Are P4P models being used in pharmacy?
- Slower to emerge in community pharmacy compared to other health care settings.
- Traditionally, the model of payment for pharmacy services was, and for many, continues to be fee-for-service. - Over the past decade, P4P for pharmacy services has increased significantly in the United States and Europe.
Results of P4P in pharmacies has been mixed. Why?
- P4P models are attractive to payers and have seen some success; but the overall evidence suggests little change in quality, cost savings, or clinical outcomes.

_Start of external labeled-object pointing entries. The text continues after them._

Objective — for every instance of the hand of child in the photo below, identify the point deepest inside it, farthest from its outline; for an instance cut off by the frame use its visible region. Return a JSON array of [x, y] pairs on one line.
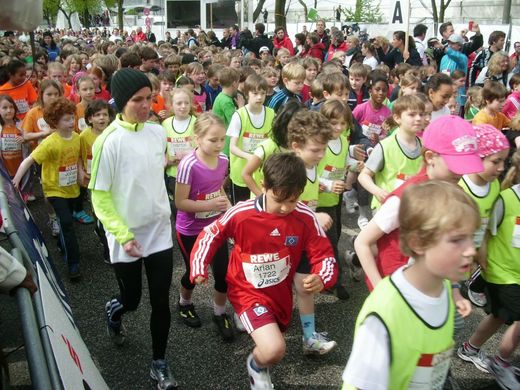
[[462, 304], [200, 280], [324, 220], [133, 248], [220, 203]]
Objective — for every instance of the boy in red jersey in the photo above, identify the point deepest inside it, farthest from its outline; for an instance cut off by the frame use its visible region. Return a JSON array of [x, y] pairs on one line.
[[270, 234]]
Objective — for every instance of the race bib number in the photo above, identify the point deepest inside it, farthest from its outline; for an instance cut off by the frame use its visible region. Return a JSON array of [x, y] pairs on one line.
[[207, 214], [431, 371], [68, 175], [478, 237], [333, 173], [515, 241], [251, 140], [10, 144], [179, 146], [267, 269]]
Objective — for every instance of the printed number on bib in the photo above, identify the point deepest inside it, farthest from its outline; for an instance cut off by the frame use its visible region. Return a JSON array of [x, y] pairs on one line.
[[68, 175], [251, 140], [207, 214], [515, 242], [431, 371], [267, 269]]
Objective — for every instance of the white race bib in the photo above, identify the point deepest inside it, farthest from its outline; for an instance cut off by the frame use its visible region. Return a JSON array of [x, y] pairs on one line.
[[68, 175], [267, 269], [251, 140], [431, 371], [207, 214]]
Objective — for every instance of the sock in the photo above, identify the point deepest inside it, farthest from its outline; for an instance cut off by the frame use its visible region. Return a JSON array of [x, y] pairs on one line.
[[308, 325], [219, 310]]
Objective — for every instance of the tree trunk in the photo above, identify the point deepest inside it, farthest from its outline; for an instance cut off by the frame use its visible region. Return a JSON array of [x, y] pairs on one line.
[[258, 10], [305, 10], [279, 14]]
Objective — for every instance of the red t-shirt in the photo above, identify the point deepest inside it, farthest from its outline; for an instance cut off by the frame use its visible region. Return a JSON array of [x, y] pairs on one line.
[[267, 251]]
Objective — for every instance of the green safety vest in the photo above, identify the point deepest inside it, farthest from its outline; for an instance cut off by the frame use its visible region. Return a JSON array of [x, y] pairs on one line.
[[333, 167], [485, 206], [397, 168], [420, 354], [178, 142], [309, 195], [503, 266], [250, 137]]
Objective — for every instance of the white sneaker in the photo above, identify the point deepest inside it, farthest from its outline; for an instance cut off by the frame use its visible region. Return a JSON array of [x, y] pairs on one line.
[[318, 344], [238, 324], [259, 380], [350, 200]]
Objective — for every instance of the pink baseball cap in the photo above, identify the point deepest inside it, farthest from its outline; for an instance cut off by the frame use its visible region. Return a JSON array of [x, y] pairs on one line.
[[455, 140], [490, 140]]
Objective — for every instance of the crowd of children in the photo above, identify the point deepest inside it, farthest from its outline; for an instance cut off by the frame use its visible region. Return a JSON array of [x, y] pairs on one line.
[[241, 149]]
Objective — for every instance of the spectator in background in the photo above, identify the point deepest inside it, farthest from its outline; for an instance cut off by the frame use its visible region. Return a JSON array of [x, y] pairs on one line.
[[419, 33]]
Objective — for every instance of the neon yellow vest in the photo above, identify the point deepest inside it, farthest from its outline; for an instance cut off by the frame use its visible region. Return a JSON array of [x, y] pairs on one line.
[[333, 167], [419, 354], [178, 143], [485, 206], [309, 195], [397, 166], [504, 248], [250, 137]]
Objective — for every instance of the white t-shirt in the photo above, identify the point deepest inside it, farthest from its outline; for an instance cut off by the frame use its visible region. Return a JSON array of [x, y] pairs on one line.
[[368, 366], [131, 168], [235, 125]]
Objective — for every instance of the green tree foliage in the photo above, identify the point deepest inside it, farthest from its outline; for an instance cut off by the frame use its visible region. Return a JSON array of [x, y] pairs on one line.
[[365, 11]]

- Outcome measures are often complex due to multiple stakeholders
What are the cons of P4P in pharmacies? (4)
Creates incentives to focus resources on those metrics being tracked for payment.
1. Practitioner gaming to maximize revenue.
2. Punishes pharmacies that may be producing positive outcomes for other patients
3. Can add to health disparities if incentives are for conditions that fail to address the needs of underserved populations.
Additional Concerns:
4. Often fail to reward high performers.
Go through the GSC Value-Based Pharmacy program they tried to come out with - Years 1-3
Planned roll out over 3 years:
Year 1: Send out score cards to pharmacies and encourage them to enroll (for a fee) in a system that would provide pharmacy-specific reports to identify “high needs” patients.
Year 2 (2018): Pharmacy scorecards to be made available to plan clients and plan members*
Year 3 (2019): Tie reimbursement to scores.
- Reward high performers and “incentivize” poor performers to provide higher quality care.
GCS P4P had a Patient-Impact Scorecard with 8 metrics. What were they?
– 3 metrics tracking adherence rates
– 3 track chronic disease management
– 1 on enrollment in a GSC CV Coaching program
– 1 measuring high-risk medication use
What concerns did CPhA have with the GCS Model? (6)
- No compelling evidence P4P initiatives improve outcomes or reduce costs.
- Some metrics outside control of pharmacists, and these are weighed more heavily.
- Targets fail to account for regional differences.
- Software to identify patients linked to rating must be purchased by the pharmacy.
- Not all GSC pharmacies can qualify for rating and may cause some patients to unfairly switch pharmacies.
- Due to peer comparison, no guarantee of higher reimbursement with improved metrics.